ЙОГА ИНТЕГРАЛЬНОГО ЗНАНИЯ

ГЛАВА V

Отречение

 

Если дисциплину всех членов нашего существа путем очищения и концентрации можно сравнить с правой рукой тела Йоги, тогда очищение — его левая рука. Путем дисциплины или позитивной практики мы утверждаем в себе истину вещей, истину существа, истину знания, истину любви, истину работ и замещаем ими ту ложь, которая непомерно разрослась и извратила нашу природу; путем отречения мы охватываем ложь, вырываем ее корни и отбрасываем их с нашего пути, так чтобы они больше не мешали своей настойчивостью, своим сопротивлением или своей возвращаемостью счастливому и гармоничному росту нашего божественного жития. Отречение — совершенно необходимый инструмент нашего совершенствования.

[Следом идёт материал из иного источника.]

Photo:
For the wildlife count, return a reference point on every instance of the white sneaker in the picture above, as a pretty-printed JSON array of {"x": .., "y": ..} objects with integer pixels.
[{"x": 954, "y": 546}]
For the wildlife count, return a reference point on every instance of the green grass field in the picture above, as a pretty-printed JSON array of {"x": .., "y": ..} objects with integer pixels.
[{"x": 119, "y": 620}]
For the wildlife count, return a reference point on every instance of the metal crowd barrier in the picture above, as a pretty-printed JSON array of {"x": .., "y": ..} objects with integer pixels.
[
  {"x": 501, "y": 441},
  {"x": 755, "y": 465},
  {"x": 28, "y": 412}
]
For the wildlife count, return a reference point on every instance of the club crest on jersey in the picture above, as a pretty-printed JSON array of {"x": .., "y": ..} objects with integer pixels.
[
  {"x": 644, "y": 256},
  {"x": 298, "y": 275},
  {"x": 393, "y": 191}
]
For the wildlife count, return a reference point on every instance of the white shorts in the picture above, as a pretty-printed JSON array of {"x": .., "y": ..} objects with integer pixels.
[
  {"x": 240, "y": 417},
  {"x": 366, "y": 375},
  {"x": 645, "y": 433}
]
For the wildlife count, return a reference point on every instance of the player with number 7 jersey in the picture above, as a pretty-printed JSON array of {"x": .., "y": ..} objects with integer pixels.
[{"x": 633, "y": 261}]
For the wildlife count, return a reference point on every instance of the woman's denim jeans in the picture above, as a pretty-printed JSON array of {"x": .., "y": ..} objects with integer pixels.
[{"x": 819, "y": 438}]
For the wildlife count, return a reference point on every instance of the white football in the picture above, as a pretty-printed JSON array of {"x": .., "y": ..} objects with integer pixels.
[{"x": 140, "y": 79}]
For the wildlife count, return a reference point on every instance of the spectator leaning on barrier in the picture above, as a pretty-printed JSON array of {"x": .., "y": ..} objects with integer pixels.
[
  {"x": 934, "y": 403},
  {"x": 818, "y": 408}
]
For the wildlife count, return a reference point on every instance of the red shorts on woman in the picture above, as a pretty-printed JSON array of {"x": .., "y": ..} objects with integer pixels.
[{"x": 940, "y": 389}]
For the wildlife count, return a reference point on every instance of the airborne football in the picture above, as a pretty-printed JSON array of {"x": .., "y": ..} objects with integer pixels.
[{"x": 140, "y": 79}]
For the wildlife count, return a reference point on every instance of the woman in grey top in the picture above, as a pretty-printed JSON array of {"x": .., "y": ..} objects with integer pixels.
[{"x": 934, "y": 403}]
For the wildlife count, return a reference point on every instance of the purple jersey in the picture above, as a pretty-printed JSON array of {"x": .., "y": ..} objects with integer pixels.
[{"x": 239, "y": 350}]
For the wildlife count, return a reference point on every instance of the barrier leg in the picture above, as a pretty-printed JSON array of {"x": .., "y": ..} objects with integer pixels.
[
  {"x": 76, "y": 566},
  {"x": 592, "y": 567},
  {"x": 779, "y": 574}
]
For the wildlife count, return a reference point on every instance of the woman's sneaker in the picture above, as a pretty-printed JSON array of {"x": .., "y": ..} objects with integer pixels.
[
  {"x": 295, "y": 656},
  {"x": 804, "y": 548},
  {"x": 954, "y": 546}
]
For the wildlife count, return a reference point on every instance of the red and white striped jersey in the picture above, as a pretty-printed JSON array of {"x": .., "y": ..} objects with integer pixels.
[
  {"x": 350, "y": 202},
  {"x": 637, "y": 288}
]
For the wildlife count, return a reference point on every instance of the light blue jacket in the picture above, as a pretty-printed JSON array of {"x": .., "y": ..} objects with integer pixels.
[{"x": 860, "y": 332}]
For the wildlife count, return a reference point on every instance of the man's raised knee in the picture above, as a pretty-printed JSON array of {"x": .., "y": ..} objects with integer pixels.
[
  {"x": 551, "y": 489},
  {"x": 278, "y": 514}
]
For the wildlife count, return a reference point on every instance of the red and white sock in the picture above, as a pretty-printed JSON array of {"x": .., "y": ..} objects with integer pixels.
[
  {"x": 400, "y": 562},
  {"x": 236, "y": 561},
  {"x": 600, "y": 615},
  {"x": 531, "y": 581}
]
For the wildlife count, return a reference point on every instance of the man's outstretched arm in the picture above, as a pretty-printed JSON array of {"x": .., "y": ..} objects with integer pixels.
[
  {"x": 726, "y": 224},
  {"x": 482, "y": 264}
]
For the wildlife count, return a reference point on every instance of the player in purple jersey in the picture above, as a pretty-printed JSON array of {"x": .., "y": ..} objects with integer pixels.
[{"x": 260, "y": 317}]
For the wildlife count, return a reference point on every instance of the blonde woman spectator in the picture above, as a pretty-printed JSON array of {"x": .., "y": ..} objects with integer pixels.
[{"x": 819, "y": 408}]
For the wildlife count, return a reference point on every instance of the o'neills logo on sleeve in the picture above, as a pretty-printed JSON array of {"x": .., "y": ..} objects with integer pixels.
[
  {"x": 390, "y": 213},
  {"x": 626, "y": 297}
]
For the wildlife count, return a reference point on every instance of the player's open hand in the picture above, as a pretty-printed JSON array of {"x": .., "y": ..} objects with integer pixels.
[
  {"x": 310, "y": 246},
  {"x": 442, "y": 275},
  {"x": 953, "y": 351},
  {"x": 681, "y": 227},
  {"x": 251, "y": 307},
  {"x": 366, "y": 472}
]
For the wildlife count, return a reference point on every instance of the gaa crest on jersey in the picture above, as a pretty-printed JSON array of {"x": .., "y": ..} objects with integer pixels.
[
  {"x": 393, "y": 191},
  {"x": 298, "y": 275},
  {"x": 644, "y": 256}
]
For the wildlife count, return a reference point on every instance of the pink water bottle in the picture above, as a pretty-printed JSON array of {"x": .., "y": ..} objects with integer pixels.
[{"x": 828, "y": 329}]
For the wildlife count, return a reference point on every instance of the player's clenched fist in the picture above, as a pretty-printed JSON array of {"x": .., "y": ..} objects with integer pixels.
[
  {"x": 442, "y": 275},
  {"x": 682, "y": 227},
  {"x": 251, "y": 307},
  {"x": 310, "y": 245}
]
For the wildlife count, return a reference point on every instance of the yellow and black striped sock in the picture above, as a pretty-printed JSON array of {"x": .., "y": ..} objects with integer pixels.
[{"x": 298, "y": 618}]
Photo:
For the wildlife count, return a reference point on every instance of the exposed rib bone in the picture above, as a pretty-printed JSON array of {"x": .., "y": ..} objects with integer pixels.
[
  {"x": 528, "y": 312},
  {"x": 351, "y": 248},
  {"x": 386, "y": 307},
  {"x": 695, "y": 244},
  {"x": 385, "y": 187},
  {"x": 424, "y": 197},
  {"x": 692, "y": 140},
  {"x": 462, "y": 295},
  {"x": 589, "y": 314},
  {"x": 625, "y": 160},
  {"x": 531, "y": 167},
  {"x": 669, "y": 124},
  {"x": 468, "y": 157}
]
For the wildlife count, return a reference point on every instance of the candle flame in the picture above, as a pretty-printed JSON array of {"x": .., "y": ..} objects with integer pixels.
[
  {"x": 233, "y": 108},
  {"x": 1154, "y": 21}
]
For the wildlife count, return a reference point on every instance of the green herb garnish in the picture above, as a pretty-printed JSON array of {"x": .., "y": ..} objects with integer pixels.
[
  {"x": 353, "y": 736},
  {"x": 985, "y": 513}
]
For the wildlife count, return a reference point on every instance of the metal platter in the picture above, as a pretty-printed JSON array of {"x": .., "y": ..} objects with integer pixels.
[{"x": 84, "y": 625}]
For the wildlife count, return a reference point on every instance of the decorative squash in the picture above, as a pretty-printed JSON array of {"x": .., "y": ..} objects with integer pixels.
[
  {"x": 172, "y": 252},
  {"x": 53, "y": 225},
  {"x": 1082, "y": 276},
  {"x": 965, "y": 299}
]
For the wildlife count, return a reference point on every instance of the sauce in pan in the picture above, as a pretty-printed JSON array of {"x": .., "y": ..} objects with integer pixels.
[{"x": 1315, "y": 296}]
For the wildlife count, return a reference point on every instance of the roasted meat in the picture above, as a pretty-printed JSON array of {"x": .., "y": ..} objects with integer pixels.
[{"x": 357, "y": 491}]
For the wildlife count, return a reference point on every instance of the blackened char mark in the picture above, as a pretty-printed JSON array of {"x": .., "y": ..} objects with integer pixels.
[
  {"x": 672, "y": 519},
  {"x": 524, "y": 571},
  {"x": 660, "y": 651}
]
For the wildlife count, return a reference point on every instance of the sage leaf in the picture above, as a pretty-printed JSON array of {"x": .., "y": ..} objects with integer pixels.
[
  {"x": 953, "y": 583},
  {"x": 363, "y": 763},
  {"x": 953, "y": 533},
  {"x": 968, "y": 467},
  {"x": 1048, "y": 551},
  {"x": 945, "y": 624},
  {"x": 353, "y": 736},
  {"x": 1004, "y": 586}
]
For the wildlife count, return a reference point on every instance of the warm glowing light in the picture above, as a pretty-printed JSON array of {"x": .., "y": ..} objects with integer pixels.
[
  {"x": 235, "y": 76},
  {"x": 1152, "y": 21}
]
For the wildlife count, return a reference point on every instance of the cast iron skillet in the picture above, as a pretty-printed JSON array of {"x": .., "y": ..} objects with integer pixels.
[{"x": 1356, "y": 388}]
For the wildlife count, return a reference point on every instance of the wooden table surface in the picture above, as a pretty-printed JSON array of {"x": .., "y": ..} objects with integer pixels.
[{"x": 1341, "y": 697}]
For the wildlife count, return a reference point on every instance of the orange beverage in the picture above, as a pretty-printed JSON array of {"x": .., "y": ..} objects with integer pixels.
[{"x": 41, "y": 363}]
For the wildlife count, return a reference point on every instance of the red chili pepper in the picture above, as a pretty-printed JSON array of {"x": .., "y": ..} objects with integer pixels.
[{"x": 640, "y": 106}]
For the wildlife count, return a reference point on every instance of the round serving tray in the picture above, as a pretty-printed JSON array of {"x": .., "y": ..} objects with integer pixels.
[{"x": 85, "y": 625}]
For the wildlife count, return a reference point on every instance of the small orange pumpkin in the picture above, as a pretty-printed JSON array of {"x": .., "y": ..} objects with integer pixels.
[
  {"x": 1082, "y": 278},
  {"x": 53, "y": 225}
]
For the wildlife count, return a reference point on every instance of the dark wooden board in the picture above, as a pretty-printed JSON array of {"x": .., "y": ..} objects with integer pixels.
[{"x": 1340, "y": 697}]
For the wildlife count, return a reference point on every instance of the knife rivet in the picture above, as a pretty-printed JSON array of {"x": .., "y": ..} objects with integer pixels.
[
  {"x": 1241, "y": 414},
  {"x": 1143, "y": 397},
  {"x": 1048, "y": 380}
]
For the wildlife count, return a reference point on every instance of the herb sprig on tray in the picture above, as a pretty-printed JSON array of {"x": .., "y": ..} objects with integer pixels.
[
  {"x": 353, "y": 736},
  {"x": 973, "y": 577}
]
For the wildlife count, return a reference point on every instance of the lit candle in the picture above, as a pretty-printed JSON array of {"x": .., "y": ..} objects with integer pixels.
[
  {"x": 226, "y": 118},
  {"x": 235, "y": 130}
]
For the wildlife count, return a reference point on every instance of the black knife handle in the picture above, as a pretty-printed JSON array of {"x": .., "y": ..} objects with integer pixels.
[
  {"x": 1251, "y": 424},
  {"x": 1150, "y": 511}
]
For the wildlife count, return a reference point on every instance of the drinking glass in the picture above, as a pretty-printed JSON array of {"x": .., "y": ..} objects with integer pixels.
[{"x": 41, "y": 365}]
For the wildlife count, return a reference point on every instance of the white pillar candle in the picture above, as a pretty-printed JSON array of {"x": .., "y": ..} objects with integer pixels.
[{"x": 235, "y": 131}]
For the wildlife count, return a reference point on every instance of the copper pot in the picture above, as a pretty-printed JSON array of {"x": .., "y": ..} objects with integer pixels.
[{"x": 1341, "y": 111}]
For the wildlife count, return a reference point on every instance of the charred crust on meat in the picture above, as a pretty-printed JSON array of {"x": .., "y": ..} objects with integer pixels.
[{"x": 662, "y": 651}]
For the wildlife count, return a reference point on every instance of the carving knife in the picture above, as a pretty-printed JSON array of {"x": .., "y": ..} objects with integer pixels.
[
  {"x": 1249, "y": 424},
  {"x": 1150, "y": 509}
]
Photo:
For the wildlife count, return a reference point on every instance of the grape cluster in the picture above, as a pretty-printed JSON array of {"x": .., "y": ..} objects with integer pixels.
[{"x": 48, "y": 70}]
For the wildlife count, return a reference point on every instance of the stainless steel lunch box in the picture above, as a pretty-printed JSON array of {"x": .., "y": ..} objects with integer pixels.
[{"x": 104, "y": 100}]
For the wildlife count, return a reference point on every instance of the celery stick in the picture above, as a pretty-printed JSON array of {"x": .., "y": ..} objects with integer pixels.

Как далеко зайдет это отречение? Какой будет его природа? И как оно будет осуществляться? Есть установившаяся традиция, издревле одобряемая великими религиозными учениями и людьми глубокого духовного переживания, что отречение не только должно быть полным как дисциплина, но и определенным и окончательным как цель, и что ничто не должно остановить отречения от самой жизни и от нашего мирского существования. И росту этой чистой, возвышенной и величественной традиции способствовали многие причины. Прежде всего, есть более глубокая причина радикального противостояния между запятнанной и несовершенной природой жизни в мире, как он есть сейчас, на сегодняшней стадии человеческой эволюции, и природой духовного жития; и это противостояние вело к полному отвержению мирового существования как лжи, безрассудства души, беспокойной и несчастливой грезы или, в лучшем случае, дефективного, обманчивого и почти бесполезного блага, либо как плотского и дьявольского, и поэтому для божественно ведомой и божественно притягиваемой души — только как место испытания и подготовки или, в лучшем случае, игры Все-существования, игры противоположных намерений или недоразумений, которую душа выматывает и оставляет. Вторая причина заключается в сильном стремлении души к личному освобождению, к бегству на некую далекую или самую далекую высоту чистого блаженства и мира, необеспокоенного трудом и борьбой; или же в ее нежелании вернуться из экстаза божественного охвата на более низкое поле работы и служения. Но есть и другие, более поверхностные причины, побочные для духовного переживания, — сильное ощущение и практическое доказательство большой трудности, которую мы охотно раздуваем до невозможности, сочетания жизни работ и действия с духовным миром и жизнью реализации; либо радость, которую ум начинает извлекать из простого акта и состояния отречения, — как он, в действительности, начинает извлекать радость из всего, чего он достиг или к чему он приучил себя, — и ощущение мира и освобождения, которое обретается благодаря безразличию к миру и к объектам человеческого желания. Самыми низкими причинами являются слабость, избегающая борьбы, отвращение и разочарование души, озадаченной великим космическим трудом, эгоизм, который не обеспокоен тем, что осталось позади, тогда как мы лично можем высвободиться из чудовищного вечно вращающегося колеса смерти и возрождения, это безразличие к крику, поднимающемуся от трудящегося человечества.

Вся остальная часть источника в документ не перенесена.